At our wedding there will be two brides, and I’m the more outgoing one so I’ll be giving a speech essentially from both of us. 

Post # 10
Member
422 posts
Helper bee

Ive only been to one wedding where the bride has given a speech. I dont plan on giving one. My fiance and I may say a quick thank you to our guests, but we are largely skipping speeches.

Post # 11
Member
113 posts
Blushing bee
  • Wedding: July 2017

I think its more common for the groom to give a speech, but I’ll be giving one at our wedding as Fiance gets pretty bad anxiety with any sort of public anything. But when I say speech, it’ll just be a bunch of thank yous pretty much.

Post # 12
Member
472 posts
Helper bee
  • Wedding: July 2017

I’ve seen the bride and groom give a short speech together, or it’s just been the groom.

Post # 13
Member
1831 posts
Buzzing bee
  • Wedding: April 2016

morgan_e_johnson:  I have been to many, many weddings… never seen the bride or groom give a speech. I’ve seen speeches from the bestman, Maid/Matron of Honor, or the father of the bride.

  • This reply was modified 2 years, 2 months ago by  BrideK2Wings.
Post # 14
Member
191 posts
Blushing bee
  • Wedding: May 2016

I don’t think I’ve ever been to a wedding where the bride has had a speech. For our upcoming May wedding, we are cutting out all speeches. Fiance and I (or maybe just FI) will give a quick thank you to our family and other guests for coming, in lieu of the speeches with the champagne toast (still having the champagne, which is included in our venue package).

Post # 15
Member
1699 posts
Bumble bee

Technically, “speeches” are the territory of club dinners and professional association luncheons. What you get at weddings are “toasts”. A good toast is “Thank-you all for coming.
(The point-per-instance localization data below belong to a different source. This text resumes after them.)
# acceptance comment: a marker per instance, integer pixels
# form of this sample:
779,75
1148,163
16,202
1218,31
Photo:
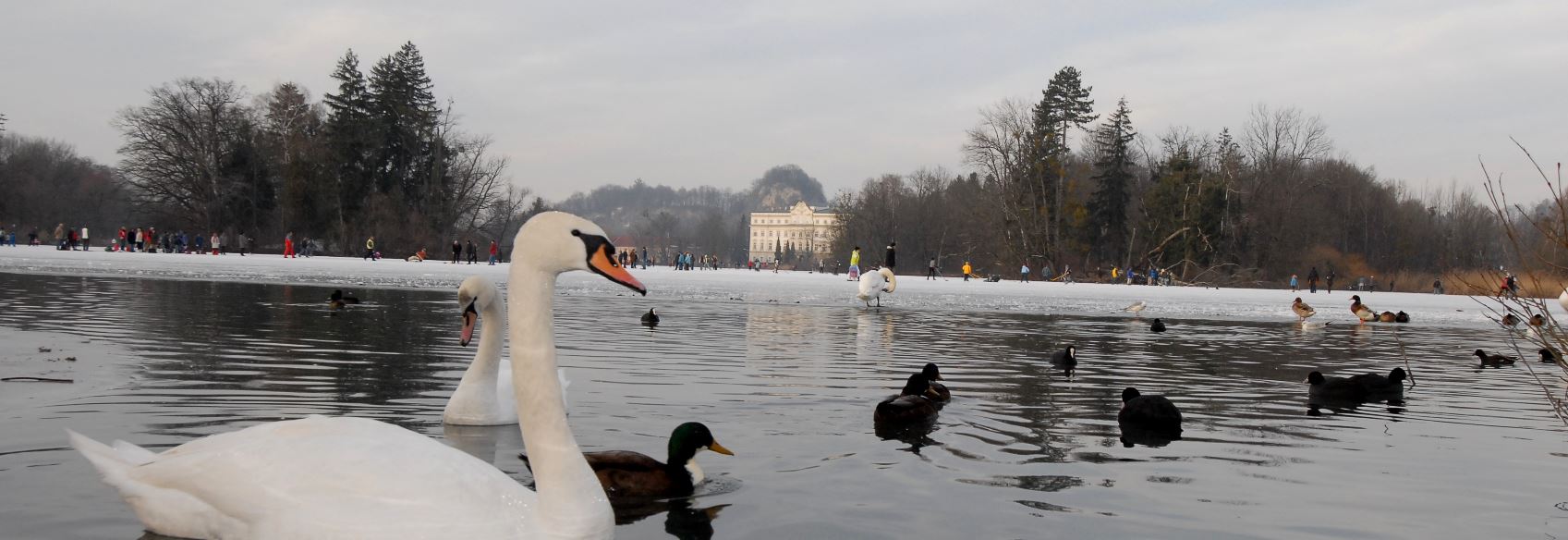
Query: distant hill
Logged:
703,218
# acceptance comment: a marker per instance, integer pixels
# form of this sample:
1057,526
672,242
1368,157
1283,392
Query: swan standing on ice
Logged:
875,283
353,477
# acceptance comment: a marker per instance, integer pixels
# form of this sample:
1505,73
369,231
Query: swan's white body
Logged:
485,394
875,283
346,477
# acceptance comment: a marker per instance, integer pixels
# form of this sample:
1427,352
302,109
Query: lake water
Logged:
1021,452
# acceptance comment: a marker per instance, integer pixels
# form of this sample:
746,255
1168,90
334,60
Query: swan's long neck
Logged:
476,394
571,501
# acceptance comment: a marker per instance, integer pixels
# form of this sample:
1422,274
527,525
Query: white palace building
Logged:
803,227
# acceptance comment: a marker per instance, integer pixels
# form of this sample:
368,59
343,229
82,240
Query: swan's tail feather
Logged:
134,454
110,463
566,405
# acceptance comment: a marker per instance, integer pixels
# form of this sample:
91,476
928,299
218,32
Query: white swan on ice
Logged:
875,283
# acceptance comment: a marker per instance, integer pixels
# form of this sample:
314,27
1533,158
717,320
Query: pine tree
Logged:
1113,173
348,137
1065,104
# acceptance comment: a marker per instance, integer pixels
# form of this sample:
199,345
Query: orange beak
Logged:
604,264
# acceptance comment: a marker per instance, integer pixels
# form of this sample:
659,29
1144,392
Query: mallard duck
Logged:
1493,360
931,374
915,404
1380,388
1065,358
1302,310
1361,310
367,479
337,301
1149,411
627,474
1336,389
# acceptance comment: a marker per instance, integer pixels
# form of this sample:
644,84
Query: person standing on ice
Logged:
855,264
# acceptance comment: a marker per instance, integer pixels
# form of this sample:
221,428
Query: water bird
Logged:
933,375
1149,411
337,301
875,283
485,394
1381,388
1360,310
1302,310
1066,358
637,476
915,404
1336,389
331,477
1493,360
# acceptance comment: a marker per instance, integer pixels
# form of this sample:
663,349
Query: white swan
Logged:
875,283
485,394
350,477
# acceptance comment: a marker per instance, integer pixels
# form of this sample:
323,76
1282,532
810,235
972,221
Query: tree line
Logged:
378,155
1252,206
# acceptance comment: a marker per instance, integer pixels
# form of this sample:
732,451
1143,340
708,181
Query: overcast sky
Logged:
690,93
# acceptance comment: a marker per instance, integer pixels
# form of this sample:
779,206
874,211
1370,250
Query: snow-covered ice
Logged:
784,288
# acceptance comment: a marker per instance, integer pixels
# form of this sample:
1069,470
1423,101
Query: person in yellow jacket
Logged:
855,264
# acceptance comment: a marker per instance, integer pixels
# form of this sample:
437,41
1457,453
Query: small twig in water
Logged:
36,380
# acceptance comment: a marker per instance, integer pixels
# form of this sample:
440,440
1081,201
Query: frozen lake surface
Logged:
1021,452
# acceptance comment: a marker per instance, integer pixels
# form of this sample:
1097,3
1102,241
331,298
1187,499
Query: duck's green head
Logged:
690,438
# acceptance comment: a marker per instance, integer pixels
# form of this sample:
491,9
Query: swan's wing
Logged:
319,474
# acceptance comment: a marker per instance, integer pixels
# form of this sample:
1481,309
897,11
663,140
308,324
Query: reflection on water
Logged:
1023,446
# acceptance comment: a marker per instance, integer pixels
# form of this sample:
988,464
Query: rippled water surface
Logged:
1021,452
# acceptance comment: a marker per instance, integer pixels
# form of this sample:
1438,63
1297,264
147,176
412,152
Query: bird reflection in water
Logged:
683,520
915,434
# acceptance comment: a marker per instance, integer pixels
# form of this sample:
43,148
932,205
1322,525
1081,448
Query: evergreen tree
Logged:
1113,173
348,139
1065,104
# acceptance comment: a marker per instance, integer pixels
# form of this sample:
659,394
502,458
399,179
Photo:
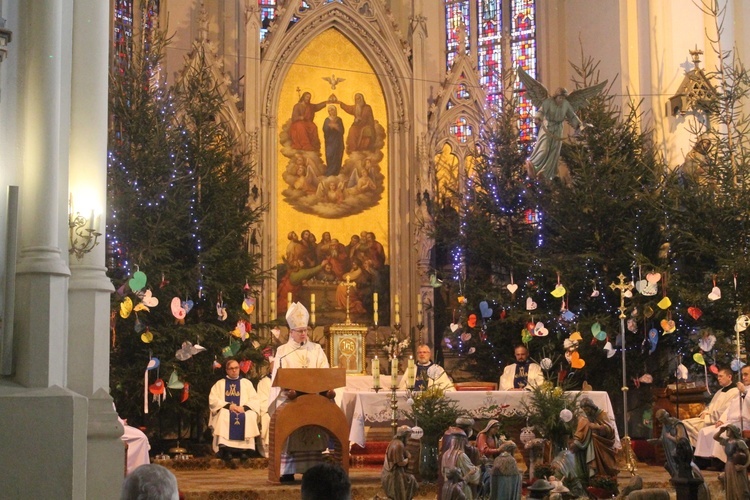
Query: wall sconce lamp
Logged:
83,232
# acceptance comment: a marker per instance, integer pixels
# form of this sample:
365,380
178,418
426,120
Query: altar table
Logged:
368,408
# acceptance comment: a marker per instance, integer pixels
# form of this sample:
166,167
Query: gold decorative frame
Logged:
346,343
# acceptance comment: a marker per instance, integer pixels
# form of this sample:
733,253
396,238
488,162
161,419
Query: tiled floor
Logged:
219,482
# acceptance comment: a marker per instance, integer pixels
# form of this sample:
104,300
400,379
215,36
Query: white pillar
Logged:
42,274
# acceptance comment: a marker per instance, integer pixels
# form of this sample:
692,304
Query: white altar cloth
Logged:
368,408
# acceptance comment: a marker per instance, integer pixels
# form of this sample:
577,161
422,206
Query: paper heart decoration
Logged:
664,303
567,315
177,310
185,392
157,387
540,330
694,312
736,365
653,277
126,307
138,281
576,362
609,349
707,343
742,323
653,339
667,325
559,291
153,364
485,309
248,305
174,382
149,300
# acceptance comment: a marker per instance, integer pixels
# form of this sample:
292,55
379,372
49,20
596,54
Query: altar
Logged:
366,408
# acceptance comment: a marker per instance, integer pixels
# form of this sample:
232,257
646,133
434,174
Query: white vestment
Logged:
711,414
304,447
535,377
435,376
221,418
737,409
138,446
264,391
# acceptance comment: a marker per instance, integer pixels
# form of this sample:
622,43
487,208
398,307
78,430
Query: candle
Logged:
376,372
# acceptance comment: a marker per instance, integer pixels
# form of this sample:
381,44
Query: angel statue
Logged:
552,111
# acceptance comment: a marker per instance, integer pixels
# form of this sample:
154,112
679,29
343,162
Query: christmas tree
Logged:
179,184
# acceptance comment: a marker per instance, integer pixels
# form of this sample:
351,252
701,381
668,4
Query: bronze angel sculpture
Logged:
552,111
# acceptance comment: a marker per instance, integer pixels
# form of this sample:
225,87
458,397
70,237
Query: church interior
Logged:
179,174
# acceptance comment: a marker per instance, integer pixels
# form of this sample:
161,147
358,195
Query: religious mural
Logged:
332,186
332,176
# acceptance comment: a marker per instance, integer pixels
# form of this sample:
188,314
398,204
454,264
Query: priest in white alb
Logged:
305,447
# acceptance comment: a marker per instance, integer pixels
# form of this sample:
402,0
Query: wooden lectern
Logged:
310,408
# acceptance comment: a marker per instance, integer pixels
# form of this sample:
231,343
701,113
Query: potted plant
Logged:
434,413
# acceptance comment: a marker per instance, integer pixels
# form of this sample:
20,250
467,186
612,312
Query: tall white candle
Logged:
376,372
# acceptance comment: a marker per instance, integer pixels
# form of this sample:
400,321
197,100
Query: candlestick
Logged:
376,373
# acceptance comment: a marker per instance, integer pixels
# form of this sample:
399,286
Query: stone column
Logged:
90,289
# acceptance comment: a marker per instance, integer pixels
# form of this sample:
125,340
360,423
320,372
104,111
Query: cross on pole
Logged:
624,287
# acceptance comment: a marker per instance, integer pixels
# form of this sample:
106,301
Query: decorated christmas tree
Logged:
178,228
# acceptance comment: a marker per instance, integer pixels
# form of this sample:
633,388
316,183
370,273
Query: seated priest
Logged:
235,407
523,374
715,408
305,446
737,413
428,373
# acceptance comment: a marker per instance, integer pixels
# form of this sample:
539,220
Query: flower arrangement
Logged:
547,409
433,412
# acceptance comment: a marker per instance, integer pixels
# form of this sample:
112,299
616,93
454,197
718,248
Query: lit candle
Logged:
376,372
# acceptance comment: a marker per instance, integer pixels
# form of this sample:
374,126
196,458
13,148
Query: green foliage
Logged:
179,185
433,412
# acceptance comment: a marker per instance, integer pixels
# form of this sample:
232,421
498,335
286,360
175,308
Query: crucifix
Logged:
348,284
624,288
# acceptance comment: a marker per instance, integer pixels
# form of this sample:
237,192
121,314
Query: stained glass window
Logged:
461,129
485,22
267,14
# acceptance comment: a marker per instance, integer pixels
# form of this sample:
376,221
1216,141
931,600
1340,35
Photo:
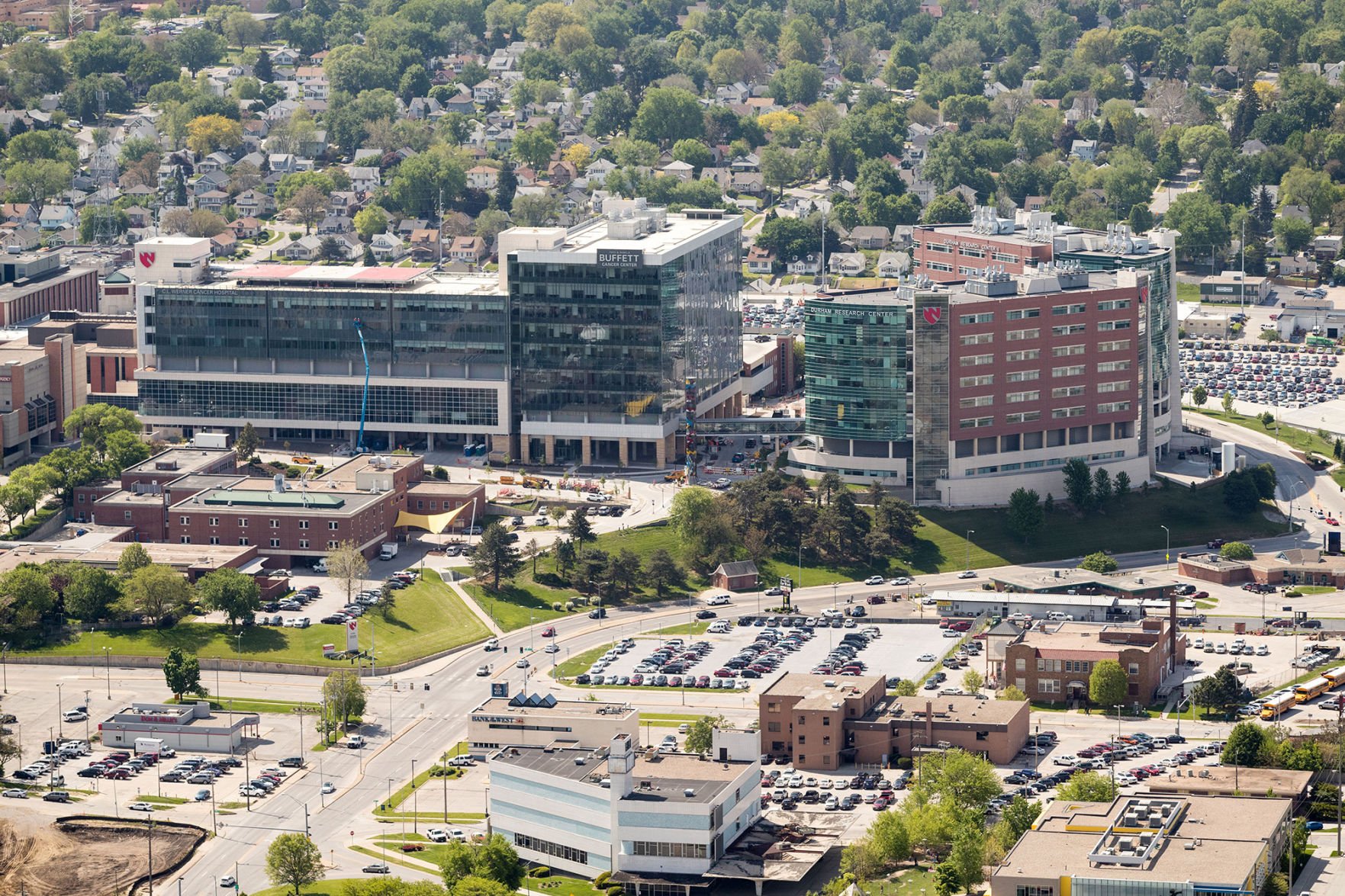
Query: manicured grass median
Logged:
428,618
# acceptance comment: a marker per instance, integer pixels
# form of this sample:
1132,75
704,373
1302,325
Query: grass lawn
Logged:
561,885
320,888
578,662
913,882
241,705
428,618
527,598
685,628
1292,436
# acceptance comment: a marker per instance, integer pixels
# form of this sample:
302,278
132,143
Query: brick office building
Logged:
823,724
1055,662
964,392
198,496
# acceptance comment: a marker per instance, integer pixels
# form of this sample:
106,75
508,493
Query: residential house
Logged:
102,163
283,163
597,171
346,202
749,182
388,246
213,199
215,162
483,178
224,244
488,91
425,245
467,249
139,217
19,213
284,58
363,178
893,264
255,204
680,170
1083,149
561,172
304,249
335,223
810,264
246,228
56,217
424,108
1327,248
462,104
15,239
848,264
210,182
1297,265
870,237
760,262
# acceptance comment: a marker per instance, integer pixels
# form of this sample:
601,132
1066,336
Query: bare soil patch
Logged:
89,856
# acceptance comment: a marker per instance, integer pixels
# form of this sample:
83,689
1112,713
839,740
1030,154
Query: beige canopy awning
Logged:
431,522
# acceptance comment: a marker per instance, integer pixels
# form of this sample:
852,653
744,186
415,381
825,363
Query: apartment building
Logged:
1054,662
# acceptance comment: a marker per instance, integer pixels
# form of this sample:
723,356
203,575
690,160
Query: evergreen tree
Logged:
262,70
1263,211
1244,116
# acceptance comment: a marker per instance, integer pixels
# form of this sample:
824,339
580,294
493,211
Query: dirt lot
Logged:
89,857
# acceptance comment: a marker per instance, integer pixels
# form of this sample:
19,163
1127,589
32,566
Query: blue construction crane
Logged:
363,401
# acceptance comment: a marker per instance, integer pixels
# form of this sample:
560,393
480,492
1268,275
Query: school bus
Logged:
1273,709
1311,689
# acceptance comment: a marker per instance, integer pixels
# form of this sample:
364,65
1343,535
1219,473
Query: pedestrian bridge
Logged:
749,427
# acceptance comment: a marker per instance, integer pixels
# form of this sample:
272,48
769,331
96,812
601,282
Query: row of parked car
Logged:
1260,374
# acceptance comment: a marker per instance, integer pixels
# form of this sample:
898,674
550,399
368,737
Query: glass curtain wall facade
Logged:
856,371
407,332
292,355
615,345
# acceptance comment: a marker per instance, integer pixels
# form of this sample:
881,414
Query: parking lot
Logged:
897,651
1266,374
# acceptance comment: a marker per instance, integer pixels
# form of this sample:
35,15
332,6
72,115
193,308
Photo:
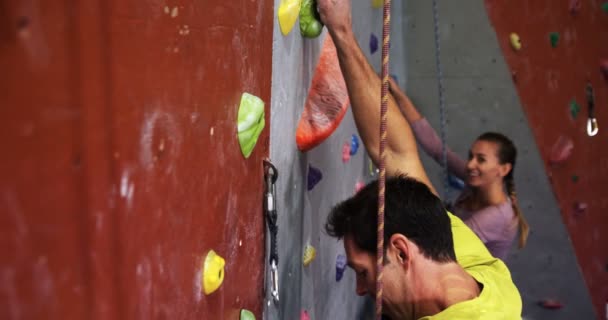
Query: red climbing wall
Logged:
548,79
120,166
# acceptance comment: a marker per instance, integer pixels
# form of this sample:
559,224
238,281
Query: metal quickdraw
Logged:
270,176
592,127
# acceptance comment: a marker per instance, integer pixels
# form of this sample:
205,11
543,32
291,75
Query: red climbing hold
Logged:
561,151
574,7
550,304
580,207
604,68
326,103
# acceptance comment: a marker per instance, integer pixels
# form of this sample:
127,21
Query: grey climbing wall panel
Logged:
480,97
302,213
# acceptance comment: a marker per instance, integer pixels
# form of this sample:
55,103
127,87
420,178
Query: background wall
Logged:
121,168
548,80
481,96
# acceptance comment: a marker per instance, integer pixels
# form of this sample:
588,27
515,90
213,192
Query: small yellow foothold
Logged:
213,272
309,254
288,14
515,41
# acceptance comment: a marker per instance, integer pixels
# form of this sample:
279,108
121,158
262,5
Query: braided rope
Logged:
386,27
442,110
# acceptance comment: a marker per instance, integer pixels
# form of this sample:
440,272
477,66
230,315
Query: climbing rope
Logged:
386,27
442,110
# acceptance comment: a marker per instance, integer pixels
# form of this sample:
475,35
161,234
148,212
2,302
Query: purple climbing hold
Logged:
394,76
354,144
373,43
340,266
314,176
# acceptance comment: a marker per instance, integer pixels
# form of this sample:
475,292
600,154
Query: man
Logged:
436,268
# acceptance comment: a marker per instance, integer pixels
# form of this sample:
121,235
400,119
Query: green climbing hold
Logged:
554,38
574,108
310,21
247,315
250,122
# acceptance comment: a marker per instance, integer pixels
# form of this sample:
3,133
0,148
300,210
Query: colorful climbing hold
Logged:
310,21
561,150
604,68
247,315
288,14
554,39
394,76
358,186
515,41
314,176
340,266
250,122
575,108
346,152
580,207
309,255
326,103
455,182
213,272
354,144
373,43
574,6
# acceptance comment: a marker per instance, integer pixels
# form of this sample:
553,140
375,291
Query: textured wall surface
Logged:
481,96
548,79
302,213
121,167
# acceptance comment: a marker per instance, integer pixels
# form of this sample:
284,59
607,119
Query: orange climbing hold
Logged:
326,103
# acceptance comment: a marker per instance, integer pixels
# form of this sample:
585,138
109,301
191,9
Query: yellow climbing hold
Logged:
288,14
377,4
213,272
515,41
309,254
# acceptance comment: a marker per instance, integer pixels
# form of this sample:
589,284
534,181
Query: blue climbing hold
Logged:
314,176
340,266
354,144
455,182
373,43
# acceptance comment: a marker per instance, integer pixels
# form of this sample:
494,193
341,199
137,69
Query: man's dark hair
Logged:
411,209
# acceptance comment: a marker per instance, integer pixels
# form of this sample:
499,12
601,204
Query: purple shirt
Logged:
495,225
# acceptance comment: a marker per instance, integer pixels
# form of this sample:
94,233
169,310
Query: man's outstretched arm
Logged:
364,89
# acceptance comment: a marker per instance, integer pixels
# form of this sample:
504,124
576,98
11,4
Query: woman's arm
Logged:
425,134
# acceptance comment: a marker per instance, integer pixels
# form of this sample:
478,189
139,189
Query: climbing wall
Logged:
313,289
121,167
481,96
563,44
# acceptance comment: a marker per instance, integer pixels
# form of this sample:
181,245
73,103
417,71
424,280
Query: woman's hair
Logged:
507,153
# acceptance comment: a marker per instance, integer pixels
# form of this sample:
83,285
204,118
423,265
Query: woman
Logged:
484,206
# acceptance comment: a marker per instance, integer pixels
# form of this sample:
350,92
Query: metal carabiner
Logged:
592,126
274,275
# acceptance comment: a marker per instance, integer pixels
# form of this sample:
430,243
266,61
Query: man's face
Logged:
396,294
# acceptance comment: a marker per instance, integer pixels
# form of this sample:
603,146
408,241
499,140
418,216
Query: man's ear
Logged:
400,248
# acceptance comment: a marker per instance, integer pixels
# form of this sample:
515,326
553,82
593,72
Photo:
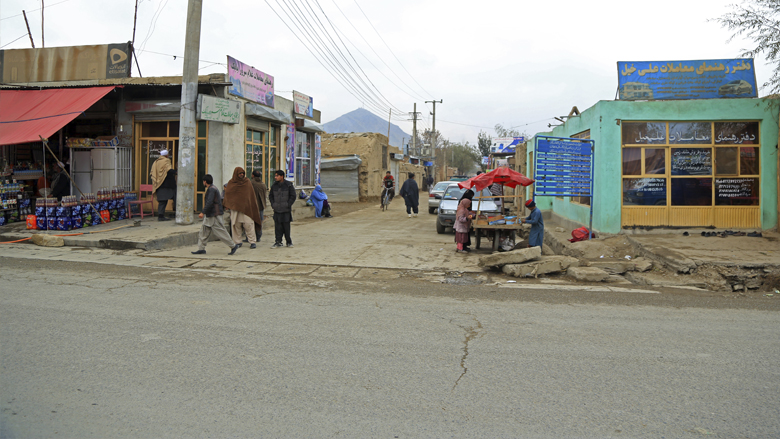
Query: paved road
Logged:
104,350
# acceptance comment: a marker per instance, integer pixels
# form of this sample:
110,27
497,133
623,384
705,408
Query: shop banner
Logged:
290,151
250,83
700,79
218,109
505,144
317,156
304,105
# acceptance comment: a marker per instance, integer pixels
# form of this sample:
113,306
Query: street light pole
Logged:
185,188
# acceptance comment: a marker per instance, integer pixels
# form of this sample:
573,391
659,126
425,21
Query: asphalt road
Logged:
110,351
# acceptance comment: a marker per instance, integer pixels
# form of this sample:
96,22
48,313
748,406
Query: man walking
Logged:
244,213
212,219
536,237
261,192
411,193
282,196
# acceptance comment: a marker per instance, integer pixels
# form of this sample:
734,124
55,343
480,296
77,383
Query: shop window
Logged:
303,174
692,192
690,133
691,161
736,133
632,161
655,161
736,192
726,161
748,161
255,145
644,133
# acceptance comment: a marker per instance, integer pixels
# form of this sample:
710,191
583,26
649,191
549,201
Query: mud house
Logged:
376,158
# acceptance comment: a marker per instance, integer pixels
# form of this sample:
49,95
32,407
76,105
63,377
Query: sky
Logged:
511,62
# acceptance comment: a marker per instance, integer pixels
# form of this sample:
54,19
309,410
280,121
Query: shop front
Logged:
687,163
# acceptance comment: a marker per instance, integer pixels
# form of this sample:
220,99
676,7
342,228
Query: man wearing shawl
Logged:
411,194
463,217
244,213
536,237
319,199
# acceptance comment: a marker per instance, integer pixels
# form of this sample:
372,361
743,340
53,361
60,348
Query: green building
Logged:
675,163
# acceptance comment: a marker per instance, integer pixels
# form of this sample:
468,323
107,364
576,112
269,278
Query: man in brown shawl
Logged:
244,213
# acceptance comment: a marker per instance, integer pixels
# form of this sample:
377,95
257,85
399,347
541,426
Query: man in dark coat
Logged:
282,196
261,192
411,194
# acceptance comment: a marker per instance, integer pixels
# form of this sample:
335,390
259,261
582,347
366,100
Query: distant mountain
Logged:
364,121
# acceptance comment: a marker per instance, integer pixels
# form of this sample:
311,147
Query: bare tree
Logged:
758,20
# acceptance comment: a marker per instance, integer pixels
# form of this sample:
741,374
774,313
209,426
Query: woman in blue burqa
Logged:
320,201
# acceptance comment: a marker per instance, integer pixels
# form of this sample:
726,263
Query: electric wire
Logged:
333,64
391,50
375,53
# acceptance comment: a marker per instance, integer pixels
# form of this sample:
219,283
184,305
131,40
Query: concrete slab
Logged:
171,262
293,269
214,263
342,272
377,273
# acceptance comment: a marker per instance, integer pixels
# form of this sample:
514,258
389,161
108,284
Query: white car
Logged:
434,196
449,205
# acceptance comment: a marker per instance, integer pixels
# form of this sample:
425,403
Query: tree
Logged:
483,143
758,20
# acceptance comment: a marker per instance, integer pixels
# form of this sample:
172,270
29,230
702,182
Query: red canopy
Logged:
502,175
26,114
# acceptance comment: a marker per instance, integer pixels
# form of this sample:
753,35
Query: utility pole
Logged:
185,188
433,142
414,131
28,28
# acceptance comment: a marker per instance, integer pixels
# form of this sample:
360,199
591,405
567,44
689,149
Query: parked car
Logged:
736,87
434,196
449,204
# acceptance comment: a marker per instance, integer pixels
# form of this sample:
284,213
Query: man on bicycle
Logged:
388,184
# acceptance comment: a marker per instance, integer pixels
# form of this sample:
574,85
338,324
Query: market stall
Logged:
493,227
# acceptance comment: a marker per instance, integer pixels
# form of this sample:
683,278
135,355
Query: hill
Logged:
364,121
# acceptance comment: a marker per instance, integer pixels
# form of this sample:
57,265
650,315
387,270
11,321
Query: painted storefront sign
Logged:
699,79
505,144
250,83
218,109
303,104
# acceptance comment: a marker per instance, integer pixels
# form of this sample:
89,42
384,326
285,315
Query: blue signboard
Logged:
563,167
701,79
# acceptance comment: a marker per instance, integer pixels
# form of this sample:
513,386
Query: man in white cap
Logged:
158,173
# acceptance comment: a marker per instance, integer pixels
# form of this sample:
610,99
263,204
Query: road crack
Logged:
472,332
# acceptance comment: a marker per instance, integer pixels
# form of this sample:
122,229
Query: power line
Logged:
33,10
391,50
375,53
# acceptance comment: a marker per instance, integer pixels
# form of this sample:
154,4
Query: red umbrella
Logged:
502,175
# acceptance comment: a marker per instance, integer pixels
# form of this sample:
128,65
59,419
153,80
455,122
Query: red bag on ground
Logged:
580,234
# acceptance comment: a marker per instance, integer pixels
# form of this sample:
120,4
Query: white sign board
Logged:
218,109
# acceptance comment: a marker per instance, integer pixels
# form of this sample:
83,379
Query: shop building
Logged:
138,117
675,163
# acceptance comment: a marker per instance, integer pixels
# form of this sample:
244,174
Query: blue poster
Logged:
701,79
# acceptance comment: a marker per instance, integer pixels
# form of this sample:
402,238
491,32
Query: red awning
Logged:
27,114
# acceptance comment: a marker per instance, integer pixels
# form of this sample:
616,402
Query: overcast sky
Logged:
513,62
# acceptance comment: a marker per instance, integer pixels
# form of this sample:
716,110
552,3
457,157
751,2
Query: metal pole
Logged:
185,188
28,28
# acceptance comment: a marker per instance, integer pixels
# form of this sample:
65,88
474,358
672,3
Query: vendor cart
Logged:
505,177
I appreciate your good fellowship and support over the years, and I know you support us moving forward into our married lives. To good fellowship!” (sit down.) Actually that might be a bit long and wordy.

Toasts are traditionally given by the gentlemen at the party (since they have so few other opportunities to shine: they don’t belong in the receiving line, except in the U.S. they aren’t properly named on the outer envelope, and aren’t entitled to make guest-list or catering or decorating decisions, and have a colour-palette for their fashion choices that ranges from grey to black.) At the beginning of the dinner, the host (traditionally the father of the bride) thanks the guests for coming and offers a toast to the bride and groom. After dessert is served, the best man offers a toast to the bride. The groom responds by thanking everyone and offering a toast to the bridesmaids.

After that, anyone — lady or gentleman — who is witty or an accomplished speaker or too drunk to care, can rise and offer a toast; although it is to be hoped that the last of those are restrained by their more sober friends. Now, if the hostess wishes to turn the tables and have the ladies give the toasts and make the gentlemen stand in the receiving line, that is her privilege. But she certainly has no obligation to change things up.